C’est Isambard Khroustaliov qui est en charge des machines. Inutile de lui chercher des racines slaves, c’est le pseudonyme du compositeur britannique Sam Britton qui a écumé les couloirs de l’Ircam et qui travaille de longue date avec Ohlmeier. C’est d’ailleurs sur le label anglais Not Applicable que paraît In The Gloaming. L’électronique est omniprésente, à mi-chemin entre une ambient astringeante comme on la connaît chez Aphex Twin et des expériences de générations interactives de sons comme on a pu l’entendre chez Braxton ou dans le récent projet de l’ONJ. « Pixel Head » a les plus profondes de ces racines, le morceau débutant sur une clarinette basse puissante au milieu des percussions, jusqu’à ce qu’elle se fasse doucement ensevelir par un bruit blanc chargé de scories et d’artefacts qui avance inexorablement, comme si l’électronique prenait vie. Ohlmeier tend vers le silence, mais un souffle est toujours prêt à briser l’étreinte.

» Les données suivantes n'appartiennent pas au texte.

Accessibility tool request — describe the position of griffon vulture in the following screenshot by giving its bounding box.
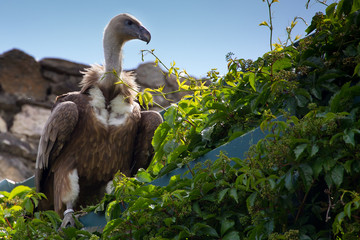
[35,14,162,227]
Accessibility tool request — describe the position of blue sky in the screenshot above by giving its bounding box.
[0,0,333,77]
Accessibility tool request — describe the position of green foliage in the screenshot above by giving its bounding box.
[0,186,101,239]
[0,0,360,239]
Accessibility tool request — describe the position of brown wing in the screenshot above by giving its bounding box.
[35,101,79,192]
[131,111,163,176]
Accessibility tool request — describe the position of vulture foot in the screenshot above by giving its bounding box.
[59,211,75,230]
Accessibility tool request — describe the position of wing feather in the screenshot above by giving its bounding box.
[35,101,79,191]
[131,111,163,176]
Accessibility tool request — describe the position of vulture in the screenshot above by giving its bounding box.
[35,14,162,227]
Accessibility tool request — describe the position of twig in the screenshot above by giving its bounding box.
[324,188,334,222]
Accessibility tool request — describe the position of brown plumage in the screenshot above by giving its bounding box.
[35,14,162,226]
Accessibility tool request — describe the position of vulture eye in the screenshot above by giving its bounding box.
[125,20,134,26]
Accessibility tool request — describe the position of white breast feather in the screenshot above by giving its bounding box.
[61,169,80,204]
[89,88,109,125]
[89,87,134,126]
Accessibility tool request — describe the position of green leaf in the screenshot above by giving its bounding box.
[222,231,240,240]
[249,73,256,92]
[344,202,352,219]
[343,129,355,147]
[136,169,153,183]
[229,188,239,203]
[218,188,230,203]
[246,192,257,209]
[299,164,313,190]
[23,198,34,213]
[331,164,344,187]
[8,186,31,200]
[294,143,308,160]
[152,122,171,151]
[353,63,360,77]
[310,144,319,157]
[285,171,294,191]
[221,219,235,236]
[325,3,337,17]
[192,223,219,237]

On est rapidement submergé par ces sons subtilement travaillés, par cette volonté de sculpter un matériel fragile. Les sens toujours en éveil, on sait que les choses peuvent être chamboulées par un frottement de cymbale de Fischerlehner ou par l’acidité d’un ronflement électronique. Mais tout se fait en douceur, une approche coutumière pour Ohlmeier, tel qu’on peut l’entendre dans son récent duo de clarinettes avec Tobias Klein, Left Side Right ou ses orchestres avec Julie Sassoon, pianiste anglaise proche de Céline Voccia. Une nouvelle porte d’entrée riche dans la musique créative berlinoise.